26.8.20

À espera que a maré suba


À espera que a maré suba, que a noite chegue ou nem por isso. Mas se assim for, já não é espera, nem sequer do Godot. 
Dizem que saber esperar é uma virtude. Por exemplo, o alentejano é virtuoso porque sabe esperar. Espera no banco à beira da casa…
O alentejano, no entanto, só sabe esperar no banco da rua. Se o mandam para casa esperar, morre de tristeza. Não sabe o que fazer ao olhar...

24.8.20

Conversa adiada

Durante uns anos, o professor Carlos Eduardo Nunes Diogo colaborou comigo na formação de professores na Universidade Autónoma de Lisboa - a relação foi sempre cordata, apesar de parca em palavras… Mais tarde, encontrei-o na escola Secundária de Camões, como colega diligente e quase sempre sorridente. E as palavras continuaram raras, como se houvesse uma distância intransponível…

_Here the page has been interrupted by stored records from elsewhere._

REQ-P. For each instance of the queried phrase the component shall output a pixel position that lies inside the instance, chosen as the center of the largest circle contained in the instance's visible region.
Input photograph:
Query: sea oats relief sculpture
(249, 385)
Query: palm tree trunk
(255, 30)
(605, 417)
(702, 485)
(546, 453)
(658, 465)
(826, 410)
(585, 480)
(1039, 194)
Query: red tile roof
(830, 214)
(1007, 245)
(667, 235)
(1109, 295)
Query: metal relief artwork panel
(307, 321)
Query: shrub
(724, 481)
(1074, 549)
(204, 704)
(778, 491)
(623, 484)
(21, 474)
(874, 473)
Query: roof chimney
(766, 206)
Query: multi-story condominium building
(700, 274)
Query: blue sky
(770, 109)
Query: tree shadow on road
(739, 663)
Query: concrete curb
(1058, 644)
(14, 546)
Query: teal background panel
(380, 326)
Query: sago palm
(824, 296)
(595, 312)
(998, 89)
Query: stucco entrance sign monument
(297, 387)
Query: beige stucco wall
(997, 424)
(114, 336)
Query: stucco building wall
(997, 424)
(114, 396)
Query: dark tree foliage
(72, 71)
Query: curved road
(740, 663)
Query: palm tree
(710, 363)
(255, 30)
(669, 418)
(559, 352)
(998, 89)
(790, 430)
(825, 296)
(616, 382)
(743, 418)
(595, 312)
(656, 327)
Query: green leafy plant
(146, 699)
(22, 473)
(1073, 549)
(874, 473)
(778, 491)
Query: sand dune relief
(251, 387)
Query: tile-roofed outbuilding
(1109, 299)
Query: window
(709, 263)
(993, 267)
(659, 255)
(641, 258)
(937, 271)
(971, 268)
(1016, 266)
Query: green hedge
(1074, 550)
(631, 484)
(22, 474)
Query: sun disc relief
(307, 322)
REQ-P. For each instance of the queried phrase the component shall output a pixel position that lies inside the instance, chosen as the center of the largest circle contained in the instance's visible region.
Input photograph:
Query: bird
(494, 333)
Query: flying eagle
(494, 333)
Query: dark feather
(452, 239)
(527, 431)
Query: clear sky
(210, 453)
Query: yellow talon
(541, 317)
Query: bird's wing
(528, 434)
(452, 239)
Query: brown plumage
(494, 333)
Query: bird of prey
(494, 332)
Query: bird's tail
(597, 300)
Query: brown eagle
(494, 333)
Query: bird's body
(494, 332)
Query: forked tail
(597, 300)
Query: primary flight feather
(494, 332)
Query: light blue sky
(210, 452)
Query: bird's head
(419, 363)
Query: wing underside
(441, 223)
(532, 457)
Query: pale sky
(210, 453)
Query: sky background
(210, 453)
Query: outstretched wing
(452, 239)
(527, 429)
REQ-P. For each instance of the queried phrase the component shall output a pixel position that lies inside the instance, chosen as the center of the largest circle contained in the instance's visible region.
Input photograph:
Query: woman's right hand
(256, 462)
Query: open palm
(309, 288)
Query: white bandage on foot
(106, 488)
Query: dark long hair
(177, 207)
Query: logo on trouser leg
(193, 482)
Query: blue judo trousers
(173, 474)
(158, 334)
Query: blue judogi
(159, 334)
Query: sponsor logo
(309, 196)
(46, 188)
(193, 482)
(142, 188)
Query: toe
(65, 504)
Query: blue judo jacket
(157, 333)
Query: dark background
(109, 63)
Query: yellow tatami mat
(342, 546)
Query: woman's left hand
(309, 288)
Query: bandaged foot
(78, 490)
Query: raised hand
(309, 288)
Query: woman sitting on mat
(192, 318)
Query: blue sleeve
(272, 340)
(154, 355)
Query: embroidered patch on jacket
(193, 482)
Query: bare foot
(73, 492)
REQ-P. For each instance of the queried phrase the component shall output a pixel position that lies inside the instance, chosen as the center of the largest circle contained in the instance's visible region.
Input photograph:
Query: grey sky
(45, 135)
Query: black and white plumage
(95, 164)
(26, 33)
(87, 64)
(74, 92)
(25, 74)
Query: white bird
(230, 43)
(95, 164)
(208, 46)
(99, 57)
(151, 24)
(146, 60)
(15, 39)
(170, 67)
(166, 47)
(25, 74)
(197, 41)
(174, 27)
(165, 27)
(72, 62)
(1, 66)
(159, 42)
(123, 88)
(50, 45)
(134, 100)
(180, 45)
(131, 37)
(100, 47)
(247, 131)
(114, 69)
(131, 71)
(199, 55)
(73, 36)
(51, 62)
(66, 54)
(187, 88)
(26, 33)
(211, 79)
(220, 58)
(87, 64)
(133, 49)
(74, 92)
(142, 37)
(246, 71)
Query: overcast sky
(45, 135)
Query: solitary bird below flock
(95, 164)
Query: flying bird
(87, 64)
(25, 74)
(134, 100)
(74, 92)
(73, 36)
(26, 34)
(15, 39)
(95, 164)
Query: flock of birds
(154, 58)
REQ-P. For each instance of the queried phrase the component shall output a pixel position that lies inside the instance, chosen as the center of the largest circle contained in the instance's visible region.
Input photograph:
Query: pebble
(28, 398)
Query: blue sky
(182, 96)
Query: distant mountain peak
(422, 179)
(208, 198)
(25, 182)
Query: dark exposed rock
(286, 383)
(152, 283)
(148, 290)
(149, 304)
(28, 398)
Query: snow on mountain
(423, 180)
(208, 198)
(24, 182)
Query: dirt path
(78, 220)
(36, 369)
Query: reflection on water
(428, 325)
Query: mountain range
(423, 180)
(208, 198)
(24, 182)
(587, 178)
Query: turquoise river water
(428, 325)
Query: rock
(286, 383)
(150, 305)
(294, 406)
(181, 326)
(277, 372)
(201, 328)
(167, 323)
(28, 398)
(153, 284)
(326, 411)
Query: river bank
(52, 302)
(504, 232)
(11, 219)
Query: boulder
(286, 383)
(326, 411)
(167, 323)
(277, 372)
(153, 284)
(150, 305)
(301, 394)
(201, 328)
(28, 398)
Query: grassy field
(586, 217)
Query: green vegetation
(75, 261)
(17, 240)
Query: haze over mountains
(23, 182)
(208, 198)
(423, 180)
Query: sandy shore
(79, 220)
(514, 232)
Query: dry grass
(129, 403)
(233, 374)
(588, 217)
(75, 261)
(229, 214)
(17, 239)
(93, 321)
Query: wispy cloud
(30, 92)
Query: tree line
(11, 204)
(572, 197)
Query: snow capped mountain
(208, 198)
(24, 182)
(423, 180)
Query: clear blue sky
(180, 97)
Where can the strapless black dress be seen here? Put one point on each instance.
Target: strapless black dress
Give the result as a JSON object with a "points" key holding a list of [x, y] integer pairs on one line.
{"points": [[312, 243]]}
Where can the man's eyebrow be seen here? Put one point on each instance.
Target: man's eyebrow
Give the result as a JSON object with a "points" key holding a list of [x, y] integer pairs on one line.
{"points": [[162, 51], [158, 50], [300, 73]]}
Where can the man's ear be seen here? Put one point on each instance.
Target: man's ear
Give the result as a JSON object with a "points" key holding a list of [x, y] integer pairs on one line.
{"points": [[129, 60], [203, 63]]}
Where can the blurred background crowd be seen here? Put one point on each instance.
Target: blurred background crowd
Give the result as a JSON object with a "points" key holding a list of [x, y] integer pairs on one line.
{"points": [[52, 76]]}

Hoje soube que o Carlos Diogo partiu, adiando as nossas palavras. Talvez, com mais tempo…

23.8.20

Está lá quase tudo...

Não creio que as palavras possam acrescentar o que quer que seja. Por elas, o silêncio é mais esclarecedor… O absurdo está em querer dizer por palavras o que nos escapa.  Ou em insistir em dizer por outras palavras. Metáforas para quê?

22.8.20

Agradeçamos! Vinde e dizimai-os!

O Reino Unido anunciou hoje um aumento do número de novos casos de covid-19, com o país a registar 1.288 infeções nas últimas 24 horas. Já em Itália, foram registados 1.071 casos de contágio, o maior aumento diário desde maio.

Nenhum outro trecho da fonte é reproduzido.